FIG. 1 is a flow diagram of a vehicle trajectory prediction method based on spatiotemporal attention and multi-level LSTM information expression in accordance with one embodiment of the present invention;
FIG. 2 is an overall architecture diagram based on a spatiotemporal attention model and multi-stage LSTM trajectory prediction, according to one embodiment of the present invention.
Detailed Description
Various exemplary embodiments of the present invention will now be described in detail with reference to the accompanying drawings. It should be noted that: the relative arrangement of the components and steps, the numerical expressions and numerical values set forth in these embodiments do not limit the scope of the present invention unless specifically stated otherwise.
The following description of at least one exemplary embodiment is merely illustrative in nature and is in no way intended to limit the invention, its application, or uses.
Techniques, methods, and apparatus known to those of ordinary skill in the relevant art may not be discussed in detail but are intended to be part of the specification where appropriate.
In all examples shown and discussed herein, any particular value should be construed as merely illustrative, and not limiting. Thus, other examples of the exemplary embodiments may have different values.

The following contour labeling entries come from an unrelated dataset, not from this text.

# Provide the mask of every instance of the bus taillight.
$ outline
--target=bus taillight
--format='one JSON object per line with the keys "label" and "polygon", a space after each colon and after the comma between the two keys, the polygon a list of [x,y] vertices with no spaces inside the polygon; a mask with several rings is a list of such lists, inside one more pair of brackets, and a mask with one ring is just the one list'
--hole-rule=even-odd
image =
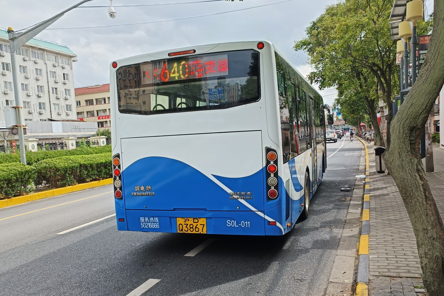
{"label": "bus taillight", "polygon": [[120,155],[116,154],[112,159],[113,181],[114,185],[114,196],[116,198],[123,198],[122,193],[122,172],[120,166]]}

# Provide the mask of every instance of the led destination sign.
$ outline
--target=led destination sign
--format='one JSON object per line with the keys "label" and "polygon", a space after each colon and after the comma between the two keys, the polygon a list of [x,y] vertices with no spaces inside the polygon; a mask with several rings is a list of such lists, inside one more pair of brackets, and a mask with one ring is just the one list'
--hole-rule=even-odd
{"label": "led destination sign", "polygon": [[174,59],[141,65],[142,84],[178,81],[228,75],[228,55]]}

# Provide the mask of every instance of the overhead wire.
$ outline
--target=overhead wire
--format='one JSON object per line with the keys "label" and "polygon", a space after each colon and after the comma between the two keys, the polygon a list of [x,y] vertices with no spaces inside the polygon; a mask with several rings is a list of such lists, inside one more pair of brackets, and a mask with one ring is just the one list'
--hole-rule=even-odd
{"label": "overhead wire", "polygon": [[109,27],[119,27],[122,26],[129,26],[131,25],[139,25],[142,24],[153,24],[154,23],[161,23],[163,22],[167,22],[171,20],[186,20],[188,19],[194,19],[197,17],[202,17],[203,16],[215,16],[219,14],[223,14],[224,13],[228,13],[229,12],[234,12],[238,11],[242,11],[243,10],[247,10],[248,9],[251,9],[252,8],[258,8],[259,7],[264,7],[264,6],[268,6],[270,5],[274,5],[275,4],[278,4],[279,3],[283,3],[284,2],[288,2],[290,1],[293,1],[294,0],[284,0],[283,1],[280,1],[277,2],[274,2],[273,3],[269,3],[268,4],[265,4],[262,5],[258,5],[258,6],[253,6],[252,7],[248,7],[245,8],[242,8],[241,9],[236,9],[235,10],[230,10],[229,11],[226,12],[215,12],[213,13],[209,13],[208,14],[201,15],[200,16],[186,16],[184,17],[179,17],[176,19],[170,19],[168,20],[152,20],[147,22],[139,22],[137,23],[130,23],[129,24],[112,24],[112,25],[99,25],[95,26],[83,26],[80,27],[62,27],[59,28],[49,28],[46,29],[46,30],[66,30],[69,29],[86,29],[88,28],[105,28]]}

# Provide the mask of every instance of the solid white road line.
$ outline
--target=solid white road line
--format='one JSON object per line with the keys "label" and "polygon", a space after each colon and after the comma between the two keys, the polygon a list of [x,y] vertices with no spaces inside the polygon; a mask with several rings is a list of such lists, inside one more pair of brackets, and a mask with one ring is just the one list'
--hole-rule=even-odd
{"label": "solid white road line", "polygon": [[333,156],[333,155],[334,155],[336,152],[337,152],[337,151],[339,151],[339,149],[340,149],[341,148],[342,148],[342,146],[344,146],[344,143],[345,142],[345,137],[343,137],[342,138],[344,138],[344,140],[342,140],[342,144],[341,144],[341,147],[340,147],[337,149],[336,151],[335,151],[335,152],[333,152],[331,154],[330,154],[330,156],[327,158],[327,159],[328,159],[330,157],[331,157],[332,156]]}
{"label": "solid white road line", "polygon": [[71,229],[68,229],[67,230],[65,230],[64,231],[62,231],[62,232],[59,232],[57,234],[64,234],[65,233],[67,233],[68,232],[72,231],[73,230],[75,230],[75,229],[79,229],[79,228],[82,228],[82,227],[84,227],[85,226],[87,226],[88,225],[91,225],[95,223],[96,222],[99,222],[99,221],[101,221],[102,220],[104,220],[105,219],[108,219],[108,218],[111,218],[115,216],[115,214],[113,214],[112,215],[110,215],[109,216],[107,216],[106,217],[103,217],[103,218],[100,218],[100,219],[98,219],[96,220],[94,220],[94,221],[91,221],[91,222],[88,222],[87,223],[85,223],[84,224],[82,224],[79,226],[74,227],[74,228],[71,228]]}
{"label": "solid white road line", "polygon": [[150,279],[143,284],[136,288],[134,290],[130,292],[127,296],[140,296],[143,294],[150,288],[156,284],[160,281],[160,280],[155,279]]}
{"label": "solid white road line", "polygon": [[196,254],[199,252],[208,247],[210,244],[215,240],[215,238],[209,238],[183,256],[193,257],[196,256]]}

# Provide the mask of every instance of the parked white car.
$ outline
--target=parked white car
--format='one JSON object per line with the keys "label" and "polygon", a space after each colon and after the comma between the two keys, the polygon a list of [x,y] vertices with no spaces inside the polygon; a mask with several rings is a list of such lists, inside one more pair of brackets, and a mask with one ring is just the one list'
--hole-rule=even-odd
{"label": "parked white car", "polygon": [[327,142],[333,141],[335,143],[337,142],[337,135],[333,130],[325,130],[325,139]]}

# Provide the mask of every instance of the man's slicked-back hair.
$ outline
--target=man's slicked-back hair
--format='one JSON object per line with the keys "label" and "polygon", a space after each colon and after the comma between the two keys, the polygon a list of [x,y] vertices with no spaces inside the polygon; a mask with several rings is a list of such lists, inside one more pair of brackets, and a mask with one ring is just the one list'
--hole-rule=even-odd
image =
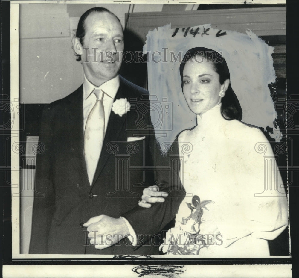
{"label": "man's slicked-back hair", "polygon": [[[110,12],[109,10],[105,8],[102,8],[101,7],[95,7],[94,8],[92,8],[91,9],[88,10],[81,16],[81,17],[80,18],[79,22],[78,23],[78,26],[77,27],[77,31],[76,32],[75,36],[79,39],[80,43],[82,45],[83,45],[84,37],[85,35],[85,28],[84,25],[86,18],[92,13],[103,13],[104,12],[109,13],[110,14],[114,16],[119,22],[120,26],[122,26],[122,25],[121,25],[119,19],[113,13]],[[76,53],[75,53],[75,55],[77,56],[77,60],[78,61],[81,61],[81,55]]]}

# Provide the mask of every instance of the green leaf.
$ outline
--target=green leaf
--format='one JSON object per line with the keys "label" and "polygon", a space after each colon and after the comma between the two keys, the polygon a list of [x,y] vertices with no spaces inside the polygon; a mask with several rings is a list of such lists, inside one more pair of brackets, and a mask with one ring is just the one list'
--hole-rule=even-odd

It should be noted that: like reference numbers and letters refer to like items in the following figures, and thus, once an item is defined in one figure, further discussion thereof is not required in subsequent figures.
Aiming at the problem that the correlation interactivity between a vehicle and surrounding vehicles is difficult to be comprehensively captured by the current vehicle track prediction and the problem that the correlation between time and space is insufficient in the existing research, the invention provides a vehicle track prediction method based on the information representation and the correlation prediction of space-time attention and multi-stage long-short term memory (LSTM). In short, the invention comprehensively considers the space positions and the moving tracks of the obstacles and the vehicles, constructs a graph convolution network model based on a space-time attention mechanism, designs a coder-decoder based on an LSTM algorithm as a main part, analyzes the moving track of the obstacles, and combines the historical track of the obstacles and the interaction relation between each object and the vehicles to achieve the effect of accurately predicting different tracks. Because the space-time attention mechanism can simultaneously represent the time and space reasoning activities of the area needing attention and the node (node) sharing parameters, excessive parameters are avoided, and the prediction precision and the running speed are improved.
Specifically, referring to fig. 1, the vehicle trajectory prediction method provided by this embodiment includes the following steps:
step S110, a sample data set is constructed based on vehicle running track information and the space-time diagram information of the road condition where the vehicle runs, wherein the space-time diagram information is used for representing the position information of the vehicle and the surrounding targets in a preset time period and the spatial relationship of the vehicle and the surrounding targets along with the time.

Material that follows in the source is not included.